Didace Namujimbo, a journalist for Radio Okapi, was shot dead on the night of November 21, 2008. Now, after repeated delays, a military court in Bukavu, capital of the province of South Kivu in eastern Democratic Republic of Congo, is putting on trial a dozen people charged in connection with the murder.
According to investigations by military prosecutors and statements from the accused, three army officers—Adjutant Tshimanga aka Dureman (now deceased), 1st Quartermaster Sgt. Seba Tandema, and Warrant Officer Oscar Tshenda Kashama—and a civilian, Mushamuka Bashengezi, ambushed Didace at the stone and cement stairs descending from Bukavu’s Vamaro Avenue toward Mukukwe Valley on that Friday evening in 2008. The other defendants were tracked down from records of Didace’s stolen phones after the murder. They face various criminal charges for handling items stolen from the victim.
Proceedings began in January, during which the defendant Tandema declared that the now-dead suspect Dureman was the shooter. Motives and roles in the killing, though, remain uncertain.
In the courtroom, laid on a table before the clerk of the court one recent day, are some key pieces of evidence: a now-rusty AK-47 assault rifle, cartridges, including a spent round found at the crime scene, among other things. The audience holds its breath, suffocating in intense heat tempered only by breezes from nearby Lake Kivu. A battalion of lawyers—20 of them—pour into oratorical contests. As the trial began, Joel Mapatano, counsel for the plaintiff, the family of Peter Namujimbo (the father of the slain journalist), contested the competence of the military tribunal to try the two female civilians among the charged. Lawyers for the defendants pointed out that some of their clients had already spent as many as 14 months in prison. Adjournments ordered by the panel of five magistrates leave the audience to disperse, disappointed and speculative.
In the bars and restaurants of Bukavu, the trial is a popular topic of conversation. At the Pretoria bar on Lumumba Avenue in the district of Ibanda, where Didace’s elder brother Déo was a regular, you can overhear speculation about the trial as people savor skewers of goat meat, sip bottles of beer, and listen to Werrason’s “Techno Malewa” hit album. They wonder why the main suspects, who left Nyamugo district around 7:30 p.m. and arrived at the Vamaro Avenue stairway to await and kill Didace past 9 p.m., did not attack any other person that night. “It would be a setup,” they say, or “balimuvizia,” meaning in Swahili that Didace was targeted.

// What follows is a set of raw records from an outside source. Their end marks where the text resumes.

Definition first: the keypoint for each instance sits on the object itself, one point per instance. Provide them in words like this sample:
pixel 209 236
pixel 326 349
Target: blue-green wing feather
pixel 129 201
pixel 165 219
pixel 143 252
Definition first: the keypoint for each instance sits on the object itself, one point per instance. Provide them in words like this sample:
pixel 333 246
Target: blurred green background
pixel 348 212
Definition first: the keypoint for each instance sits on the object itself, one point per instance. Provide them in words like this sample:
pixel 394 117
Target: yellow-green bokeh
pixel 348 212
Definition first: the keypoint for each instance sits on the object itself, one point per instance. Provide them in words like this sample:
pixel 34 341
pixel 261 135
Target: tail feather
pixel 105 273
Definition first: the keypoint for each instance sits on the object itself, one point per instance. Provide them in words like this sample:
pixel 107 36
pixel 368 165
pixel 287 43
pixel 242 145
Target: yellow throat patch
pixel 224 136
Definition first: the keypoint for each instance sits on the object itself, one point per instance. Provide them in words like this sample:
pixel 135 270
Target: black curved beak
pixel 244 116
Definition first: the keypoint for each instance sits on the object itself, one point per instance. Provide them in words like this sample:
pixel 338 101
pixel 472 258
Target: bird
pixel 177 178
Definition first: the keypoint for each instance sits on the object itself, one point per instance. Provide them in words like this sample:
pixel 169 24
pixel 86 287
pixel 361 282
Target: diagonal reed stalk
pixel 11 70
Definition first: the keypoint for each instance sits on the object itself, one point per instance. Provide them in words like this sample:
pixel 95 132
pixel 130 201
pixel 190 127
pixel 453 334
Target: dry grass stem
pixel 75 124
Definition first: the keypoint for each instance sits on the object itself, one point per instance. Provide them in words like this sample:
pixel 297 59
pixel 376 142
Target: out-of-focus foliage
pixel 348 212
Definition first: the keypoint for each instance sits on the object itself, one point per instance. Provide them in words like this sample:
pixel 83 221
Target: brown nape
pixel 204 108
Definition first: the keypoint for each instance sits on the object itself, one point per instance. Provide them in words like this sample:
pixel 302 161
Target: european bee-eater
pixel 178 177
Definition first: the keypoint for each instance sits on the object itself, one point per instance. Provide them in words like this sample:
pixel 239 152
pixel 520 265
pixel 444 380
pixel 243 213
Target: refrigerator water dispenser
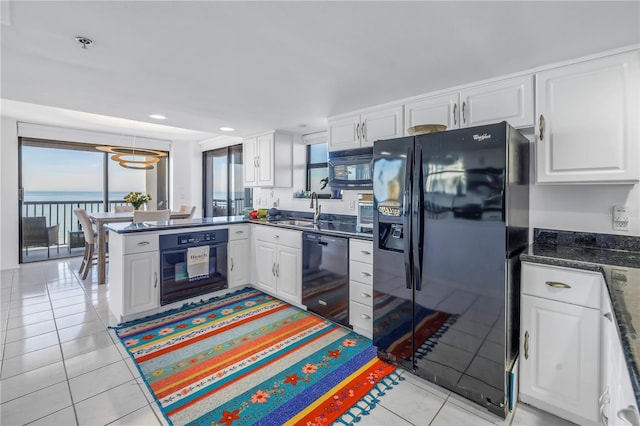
pixel 391 237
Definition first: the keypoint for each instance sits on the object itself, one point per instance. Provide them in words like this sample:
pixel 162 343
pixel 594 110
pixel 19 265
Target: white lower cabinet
pixel 142 272
pixel 278 255
pixel 134 274
pixel 361 286
pixel 238 256
pixel 617 404
pixel 560 341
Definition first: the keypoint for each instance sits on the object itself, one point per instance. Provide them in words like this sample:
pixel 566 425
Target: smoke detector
pixel 84 41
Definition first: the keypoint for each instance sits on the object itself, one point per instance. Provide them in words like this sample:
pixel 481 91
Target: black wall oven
pixel 192 264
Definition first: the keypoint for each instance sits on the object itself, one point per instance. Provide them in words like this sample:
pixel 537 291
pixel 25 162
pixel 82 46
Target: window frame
pixel 310 166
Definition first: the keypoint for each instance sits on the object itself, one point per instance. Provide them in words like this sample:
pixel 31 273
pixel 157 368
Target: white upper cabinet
pixel 509 100
pixel 587 121
pixel 361 130
pixel 268 160
pixel 441 109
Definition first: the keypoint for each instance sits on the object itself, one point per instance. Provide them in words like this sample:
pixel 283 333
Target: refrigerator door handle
pixel 417 219
pixel 407 219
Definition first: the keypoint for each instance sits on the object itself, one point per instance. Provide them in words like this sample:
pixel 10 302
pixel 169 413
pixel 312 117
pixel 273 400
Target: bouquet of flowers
pixel 137 199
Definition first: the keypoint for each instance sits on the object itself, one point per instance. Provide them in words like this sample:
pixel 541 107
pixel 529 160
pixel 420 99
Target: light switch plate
pixel 621 217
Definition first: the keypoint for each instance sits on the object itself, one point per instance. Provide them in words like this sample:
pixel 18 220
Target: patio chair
pixel 36 233
pixel 140 216
pixel 188 209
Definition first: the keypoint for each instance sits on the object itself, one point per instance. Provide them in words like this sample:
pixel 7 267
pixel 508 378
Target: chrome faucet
pixel 316 214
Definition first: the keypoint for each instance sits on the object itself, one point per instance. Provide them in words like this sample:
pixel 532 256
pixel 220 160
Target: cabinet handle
pixel 556 284
pixel 604 403
pixel 464 106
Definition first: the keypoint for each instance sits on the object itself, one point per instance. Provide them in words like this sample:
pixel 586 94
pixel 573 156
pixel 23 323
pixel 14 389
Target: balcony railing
pixel 61 213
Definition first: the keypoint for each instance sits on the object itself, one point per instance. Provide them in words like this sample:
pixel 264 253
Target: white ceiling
pixel 264 65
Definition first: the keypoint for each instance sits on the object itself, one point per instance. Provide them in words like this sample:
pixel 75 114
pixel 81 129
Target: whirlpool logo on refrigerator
pixel 482 137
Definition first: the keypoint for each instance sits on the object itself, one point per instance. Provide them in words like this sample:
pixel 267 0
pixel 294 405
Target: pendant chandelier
pixel 133 158
pixel 130 158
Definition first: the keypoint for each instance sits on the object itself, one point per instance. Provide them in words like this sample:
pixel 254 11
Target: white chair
pixel 90 241
pixel 140 216
pixel 187 209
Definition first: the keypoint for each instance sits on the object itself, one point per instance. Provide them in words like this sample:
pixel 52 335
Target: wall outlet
pixel 621 217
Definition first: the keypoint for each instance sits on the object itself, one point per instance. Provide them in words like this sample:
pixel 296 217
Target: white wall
pixel 585 208
pixel 185 176
pixel 9 194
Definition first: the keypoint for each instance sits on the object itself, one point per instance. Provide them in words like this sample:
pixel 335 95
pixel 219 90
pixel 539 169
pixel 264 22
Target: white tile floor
pixel 60 365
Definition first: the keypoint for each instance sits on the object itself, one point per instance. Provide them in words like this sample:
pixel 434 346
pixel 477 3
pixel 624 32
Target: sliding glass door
pixel 224 192
pixel 57 177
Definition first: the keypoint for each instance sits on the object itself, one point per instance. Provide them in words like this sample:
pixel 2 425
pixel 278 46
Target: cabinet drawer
pixel 280 236
pixel 550 282
pixel 238 232
pixel 361 272
pixel 361 293
pixel 141 243
pixel 361 316
pixel 362 251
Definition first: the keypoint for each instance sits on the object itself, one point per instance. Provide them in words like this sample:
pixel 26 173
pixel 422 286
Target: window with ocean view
pixel 224 191
pixel 58 177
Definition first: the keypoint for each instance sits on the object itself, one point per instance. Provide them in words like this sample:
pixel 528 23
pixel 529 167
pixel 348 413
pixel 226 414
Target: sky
pixel 47 169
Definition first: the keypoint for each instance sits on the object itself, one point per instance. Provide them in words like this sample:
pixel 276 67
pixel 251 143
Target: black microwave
pixel 351 169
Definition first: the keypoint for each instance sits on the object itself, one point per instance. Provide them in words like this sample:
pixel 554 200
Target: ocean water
pixel 72 195
pixel 60 210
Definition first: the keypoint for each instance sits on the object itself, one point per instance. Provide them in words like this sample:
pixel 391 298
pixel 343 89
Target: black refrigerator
pixel 450 219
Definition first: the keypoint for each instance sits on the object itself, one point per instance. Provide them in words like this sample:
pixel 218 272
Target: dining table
pixel 102 218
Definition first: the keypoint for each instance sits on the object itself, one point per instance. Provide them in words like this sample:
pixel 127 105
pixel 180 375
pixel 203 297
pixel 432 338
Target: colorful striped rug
pixel 248 358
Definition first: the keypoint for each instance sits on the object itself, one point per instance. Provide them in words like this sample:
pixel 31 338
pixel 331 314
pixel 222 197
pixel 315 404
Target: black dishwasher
pixel 325 276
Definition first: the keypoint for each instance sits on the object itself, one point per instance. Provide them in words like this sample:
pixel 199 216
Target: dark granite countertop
pixel 126 228
pixel 618 259
pixel 330 225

The trial occurs more than one year after Didace’s death. In contrast, the murder trial of Didace’s friend and colleague at Radio Okapi, Serge Maheshe, had opened the day after Maheshe’s assassination. Unlike the Maheshe trial, whose hearings were held outdoors at the central police station of Bukavu, this trial takes place in a narrow courtroom, slightly withdrawn from the city center, in a certain seclusion. The hearings are not broadcast live on local radio or television. I am covering the proceedings on behalf of Radio Maendeleo along with journalists of Radio Okapi and Radio Nene la Uzima. Attending the hearings are representatives of the Division of Human Rights of the UN Mission in DR Congo (Monuc).
I have a personal connection to the case. Didace was the younger brother of Déo Namujimbo, a former colleague with the Syfia Great Lakes news agency who is now a refugee in France. Déo said he was threatened after the murder of his little brother. Didace, whose childhood name was Munyi, was a good player and a good referee in basketball. The local association of basketball organizes each November a tournament in his memory.
Dieudonné Malekera Bahati is a freelance journalist based in Bukavu, South Kivu, in eastern Democratic Republic of Congo.